Welcome to the pre-lab homework for your second Psychology lab. In the second lab, we will be using many of the same functions as you used in your first lab. This pre-lab activity is designed to give you a re-fresher of many of the skills you have already learned, and include a new skill for lab 2 : calculating inferential statistics in R.
Your pre-lab task is to work through these instructions. The skills you’ll cover in this homework are the same skills we’ll be using in the second week of the labs using the data we’ll collect in the lab.
This pre-lab activity has an accompanying Multiple Choice Quiz, with questions you should answer to check you have correctly analysed your data. You can either complete the MCQ as you work through this sheet, or note down the values you calcualte as you go to complete the MCQ after.
The first thing we need to do is to download the folder containing the data we’ll be using to practice with in this homework task.

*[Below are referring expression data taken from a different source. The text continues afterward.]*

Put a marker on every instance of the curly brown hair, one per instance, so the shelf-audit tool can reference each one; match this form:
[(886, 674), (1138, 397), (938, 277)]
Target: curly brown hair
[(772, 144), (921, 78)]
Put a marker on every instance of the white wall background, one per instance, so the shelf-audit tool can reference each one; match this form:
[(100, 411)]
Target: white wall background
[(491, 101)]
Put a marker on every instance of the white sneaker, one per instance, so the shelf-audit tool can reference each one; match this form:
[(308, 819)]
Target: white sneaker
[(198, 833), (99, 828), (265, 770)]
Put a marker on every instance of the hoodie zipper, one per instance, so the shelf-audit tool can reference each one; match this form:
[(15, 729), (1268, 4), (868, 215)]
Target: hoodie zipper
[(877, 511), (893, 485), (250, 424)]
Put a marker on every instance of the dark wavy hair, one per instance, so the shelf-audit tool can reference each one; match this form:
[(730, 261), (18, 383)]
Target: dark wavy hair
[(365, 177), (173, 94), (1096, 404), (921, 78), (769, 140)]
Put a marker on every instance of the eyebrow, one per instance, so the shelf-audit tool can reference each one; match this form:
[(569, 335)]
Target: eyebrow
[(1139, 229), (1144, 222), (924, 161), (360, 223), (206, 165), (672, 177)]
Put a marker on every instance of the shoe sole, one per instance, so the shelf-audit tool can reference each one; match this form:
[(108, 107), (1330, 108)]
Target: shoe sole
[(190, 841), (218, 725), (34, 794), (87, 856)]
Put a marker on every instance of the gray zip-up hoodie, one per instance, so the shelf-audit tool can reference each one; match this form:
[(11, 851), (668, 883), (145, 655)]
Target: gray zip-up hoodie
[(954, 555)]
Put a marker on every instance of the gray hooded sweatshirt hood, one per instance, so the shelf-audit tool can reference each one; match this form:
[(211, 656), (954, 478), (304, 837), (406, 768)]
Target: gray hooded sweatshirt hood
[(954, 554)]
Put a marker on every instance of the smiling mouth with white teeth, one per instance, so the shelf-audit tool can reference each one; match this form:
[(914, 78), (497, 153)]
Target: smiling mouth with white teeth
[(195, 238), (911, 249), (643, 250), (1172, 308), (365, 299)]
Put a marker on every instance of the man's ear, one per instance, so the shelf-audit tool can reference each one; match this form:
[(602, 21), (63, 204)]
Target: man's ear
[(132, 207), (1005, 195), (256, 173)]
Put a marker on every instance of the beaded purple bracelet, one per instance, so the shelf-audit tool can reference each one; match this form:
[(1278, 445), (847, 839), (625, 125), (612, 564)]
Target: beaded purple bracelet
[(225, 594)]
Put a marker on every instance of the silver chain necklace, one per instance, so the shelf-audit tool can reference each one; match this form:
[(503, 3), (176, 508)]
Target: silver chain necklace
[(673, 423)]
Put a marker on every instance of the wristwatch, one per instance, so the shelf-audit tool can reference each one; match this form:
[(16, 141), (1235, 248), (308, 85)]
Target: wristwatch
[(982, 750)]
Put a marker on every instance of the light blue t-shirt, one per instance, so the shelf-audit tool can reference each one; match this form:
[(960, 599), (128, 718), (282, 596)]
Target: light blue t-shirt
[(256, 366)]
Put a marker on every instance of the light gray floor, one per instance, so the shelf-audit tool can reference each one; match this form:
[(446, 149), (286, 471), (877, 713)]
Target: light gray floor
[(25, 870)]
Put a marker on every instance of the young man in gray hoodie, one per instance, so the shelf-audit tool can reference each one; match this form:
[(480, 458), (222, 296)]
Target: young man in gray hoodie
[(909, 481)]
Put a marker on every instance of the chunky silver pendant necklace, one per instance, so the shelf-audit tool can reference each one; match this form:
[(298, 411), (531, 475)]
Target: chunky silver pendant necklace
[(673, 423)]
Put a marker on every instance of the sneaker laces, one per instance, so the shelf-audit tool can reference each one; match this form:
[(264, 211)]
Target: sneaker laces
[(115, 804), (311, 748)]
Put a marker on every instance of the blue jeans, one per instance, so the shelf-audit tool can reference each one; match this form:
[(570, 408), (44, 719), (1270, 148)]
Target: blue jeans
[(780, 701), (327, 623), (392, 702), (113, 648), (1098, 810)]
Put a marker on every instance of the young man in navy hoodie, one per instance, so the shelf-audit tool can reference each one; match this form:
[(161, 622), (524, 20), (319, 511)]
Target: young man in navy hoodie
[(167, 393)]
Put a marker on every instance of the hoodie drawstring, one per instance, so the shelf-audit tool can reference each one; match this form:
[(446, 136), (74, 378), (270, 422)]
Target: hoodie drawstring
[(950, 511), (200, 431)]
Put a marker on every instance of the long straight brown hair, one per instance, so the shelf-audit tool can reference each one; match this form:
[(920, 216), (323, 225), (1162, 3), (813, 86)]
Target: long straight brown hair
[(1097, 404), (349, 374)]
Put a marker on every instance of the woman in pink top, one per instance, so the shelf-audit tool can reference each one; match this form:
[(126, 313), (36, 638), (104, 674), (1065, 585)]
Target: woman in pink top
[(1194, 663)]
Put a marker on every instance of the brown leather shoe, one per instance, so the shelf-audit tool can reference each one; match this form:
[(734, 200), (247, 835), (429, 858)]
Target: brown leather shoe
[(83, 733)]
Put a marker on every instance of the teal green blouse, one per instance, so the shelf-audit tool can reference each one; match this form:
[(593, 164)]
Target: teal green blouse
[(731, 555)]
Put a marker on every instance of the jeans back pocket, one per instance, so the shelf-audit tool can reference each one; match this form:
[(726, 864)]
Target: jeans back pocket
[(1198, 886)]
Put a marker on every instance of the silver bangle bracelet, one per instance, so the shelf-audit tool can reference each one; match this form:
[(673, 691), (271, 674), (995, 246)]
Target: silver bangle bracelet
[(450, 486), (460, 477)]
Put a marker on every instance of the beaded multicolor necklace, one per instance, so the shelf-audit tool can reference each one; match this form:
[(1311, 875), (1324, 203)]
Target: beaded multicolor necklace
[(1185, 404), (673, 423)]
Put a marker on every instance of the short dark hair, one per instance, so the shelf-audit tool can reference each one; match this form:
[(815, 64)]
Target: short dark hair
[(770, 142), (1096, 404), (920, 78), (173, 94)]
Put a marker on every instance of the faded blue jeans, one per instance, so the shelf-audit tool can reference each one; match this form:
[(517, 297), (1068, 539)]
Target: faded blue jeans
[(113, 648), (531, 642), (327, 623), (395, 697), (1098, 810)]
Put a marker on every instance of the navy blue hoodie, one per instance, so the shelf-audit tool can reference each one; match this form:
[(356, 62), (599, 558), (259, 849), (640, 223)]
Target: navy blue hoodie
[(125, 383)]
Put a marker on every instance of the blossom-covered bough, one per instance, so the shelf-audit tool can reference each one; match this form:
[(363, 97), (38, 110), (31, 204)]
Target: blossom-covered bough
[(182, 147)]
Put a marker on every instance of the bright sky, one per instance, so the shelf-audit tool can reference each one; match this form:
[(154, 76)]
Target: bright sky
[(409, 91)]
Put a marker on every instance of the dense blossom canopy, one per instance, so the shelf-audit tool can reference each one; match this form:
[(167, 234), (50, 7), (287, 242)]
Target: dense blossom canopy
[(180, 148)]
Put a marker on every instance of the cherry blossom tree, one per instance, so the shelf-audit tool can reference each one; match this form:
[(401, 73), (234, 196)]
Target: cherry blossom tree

Download the folder from Moodle and save this on your computer.
Next, we need to set the working directory in R. This is an instruction to tell R where the folder with the data we want to use is saved on our computers.
To set the working directory follow these steps:
We load a package using the R command library()
with the name of the package between the parentheses ()
.
So, in this case (where our package is called “tidyverse”) we give R the command library(tidyverse)
library(tidyverse)
IF YOU SEE THE ERROR MESSAGE: Error in library(tidyverse) : there is no package called ‘tidyverse’
You should have tidyverse installed already, but if you have changed your computer you may need to install this again.
install.packages("tidyverse")
After installation is complete return to the above step: library(tidyverse)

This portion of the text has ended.